After living in high-rolling Bustle Street, Big City, Suee is unimpressed with her school and her surroundings and is perceptive enough to understand that her father was probably demoted. With her black dress, pointy black hair and aloof facial expression, she prides herself in being different from the rest of the student body and avoids befriending anyone. “This school is just not on my level,” she says. “I can’t make friends with lame people.” Due to her lack of parental oversight in her upbringing, she is independent, but selfish, and cares mostly about her own well-being and survival. Although there is rampant bullying on school grounds, Suee doesn’t care about anyone enough to step in and stop the abuse.

During her first day at Outskirts Elementary, Suee is lured into the school’s exhibit room by a mysterious voice. When she goes in to investigate, she suddenly becomes unconscious and does not remember the incident, only to find herself at home the next day with an unwelcome visitor in the form of her shadow. Suee eventually comes to realize that whenever she becomes annoyed, an enigmatic entity is summoned and embodies her shadow.

The presence of her anthropomorphic shadow makes Suee self-conscious and nervous about attracting unwanted attention from her peers, especially that of Yejin Kang, a mean and obnoxious girl from her class who rides on the coattails of her parents’ affluence. Suee does not want to be labeled a loser, let alone be grouped in with a sub-class of losers called Zeroes that walk around mumbling with vacant expressions and hollow eyes.

As the number of Zeroes increase, the vice principal hurriedly prepares a separate classroom for them and a few students who failed a development exam the year before.

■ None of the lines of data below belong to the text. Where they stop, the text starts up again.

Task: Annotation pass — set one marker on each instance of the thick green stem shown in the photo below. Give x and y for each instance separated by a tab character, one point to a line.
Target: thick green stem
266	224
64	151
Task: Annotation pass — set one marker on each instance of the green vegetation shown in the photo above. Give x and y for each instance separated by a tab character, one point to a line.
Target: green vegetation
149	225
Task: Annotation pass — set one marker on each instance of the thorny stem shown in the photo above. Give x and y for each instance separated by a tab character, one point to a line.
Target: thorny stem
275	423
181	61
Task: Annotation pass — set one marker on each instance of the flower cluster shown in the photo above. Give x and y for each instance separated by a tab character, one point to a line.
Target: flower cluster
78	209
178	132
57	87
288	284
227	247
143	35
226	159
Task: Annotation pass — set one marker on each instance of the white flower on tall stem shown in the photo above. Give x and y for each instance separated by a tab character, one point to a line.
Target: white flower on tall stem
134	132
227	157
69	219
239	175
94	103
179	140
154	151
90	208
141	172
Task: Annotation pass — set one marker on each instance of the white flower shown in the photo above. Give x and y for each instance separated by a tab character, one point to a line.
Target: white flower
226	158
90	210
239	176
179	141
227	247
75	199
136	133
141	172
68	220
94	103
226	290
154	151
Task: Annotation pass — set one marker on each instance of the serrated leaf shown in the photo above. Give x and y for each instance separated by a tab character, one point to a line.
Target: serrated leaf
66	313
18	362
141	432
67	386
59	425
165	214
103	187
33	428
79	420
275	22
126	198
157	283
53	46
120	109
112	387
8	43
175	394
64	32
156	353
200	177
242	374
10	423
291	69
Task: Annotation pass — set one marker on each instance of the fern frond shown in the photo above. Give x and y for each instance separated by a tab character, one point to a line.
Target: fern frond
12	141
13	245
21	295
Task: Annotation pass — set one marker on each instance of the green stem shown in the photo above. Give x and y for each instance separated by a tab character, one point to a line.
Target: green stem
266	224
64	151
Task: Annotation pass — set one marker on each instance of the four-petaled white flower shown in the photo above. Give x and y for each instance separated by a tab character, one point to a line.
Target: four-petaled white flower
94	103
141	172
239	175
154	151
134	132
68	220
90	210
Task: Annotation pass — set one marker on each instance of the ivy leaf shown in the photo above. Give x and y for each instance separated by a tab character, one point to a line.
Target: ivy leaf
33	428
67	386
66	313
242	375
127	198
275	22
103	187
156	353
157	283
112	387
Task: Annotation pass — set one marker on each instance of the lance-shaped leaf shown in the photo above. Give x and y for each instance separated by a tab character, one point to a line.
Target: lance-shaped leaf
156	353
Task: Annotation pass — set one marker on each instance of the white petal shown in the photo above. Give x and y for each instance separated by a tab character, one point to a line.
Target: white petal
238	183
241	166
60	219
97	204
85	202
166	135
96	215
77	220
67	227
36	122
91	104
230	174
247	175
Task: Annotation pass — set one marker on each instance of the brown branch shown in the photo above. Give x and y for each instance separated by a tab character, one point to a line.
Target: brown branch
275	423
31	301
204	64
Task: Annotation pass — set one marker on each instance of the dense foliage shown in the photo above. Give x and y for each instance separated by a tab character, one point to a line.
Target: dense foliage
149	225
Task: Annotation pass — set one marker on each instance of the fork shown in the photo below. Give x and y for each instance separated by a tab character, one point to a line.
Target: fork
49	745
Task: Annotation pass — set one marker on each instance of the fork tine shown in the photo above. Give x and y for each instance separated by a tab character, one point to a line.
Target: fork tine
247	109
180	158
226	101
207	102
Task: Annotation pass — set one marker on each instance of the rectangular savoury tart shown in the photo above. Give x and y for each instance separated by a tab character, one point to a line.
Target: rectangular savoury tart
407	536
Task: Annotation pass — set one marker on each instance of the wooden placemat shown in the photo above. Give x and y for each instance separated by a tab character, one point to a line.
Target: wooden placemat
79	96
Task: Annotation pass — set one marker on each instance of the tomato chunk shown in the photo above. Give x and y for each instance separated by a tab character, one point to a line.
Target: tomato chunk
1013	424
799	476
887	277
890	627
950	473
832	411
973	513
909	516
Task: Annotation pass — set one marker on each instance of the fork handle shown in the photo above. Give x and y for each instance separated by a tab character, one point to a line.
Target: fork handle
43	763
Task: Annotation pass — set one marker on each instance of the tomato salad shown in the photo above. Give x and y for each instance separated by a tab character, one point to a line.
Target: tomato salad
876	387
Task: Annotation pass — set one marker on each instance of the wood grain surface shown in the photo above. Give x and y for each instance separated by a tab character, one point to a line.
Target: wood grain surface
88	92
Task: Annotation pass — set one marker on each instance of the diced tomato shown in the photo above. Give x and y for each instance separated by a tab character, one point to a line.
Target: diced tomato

Suee becomes suspicious about the possible involvement of her shadow in the creation of Zeroes and starts to investigate, joining forces with Haeun, a shy and timid girl in her class, and Hyunwoo, a confident and popular student at the top of his class, to investigate. As she learns more about the mysterious circumstances surrounding the Zeroes, she becomes more confirmed in her suspicions and tries to solve the problem on her own, which only makes it worse. Suee realizes too late that three heads are better than one when it comes to solving a problem, and when Haeun becomes a Zero, Suee will make the ultimate sacrifice to bring her back to normal.

A creepy, supernatural mystery that tingles with suspense and intrigue. Great for readers who enjoy quirky plots and characters. This story emphasizes the importance of friendships, especially when one’s own family is unreliable or unavailable, and teamwork. It also shows that it is never wise to ignore problems and pretend they don’t exist because they will fester and get worse and find a way to haunt you. The book has an open ending, and it is possible Ly and Park will continue this mystery as a series or saga, so expect more to come from this duo.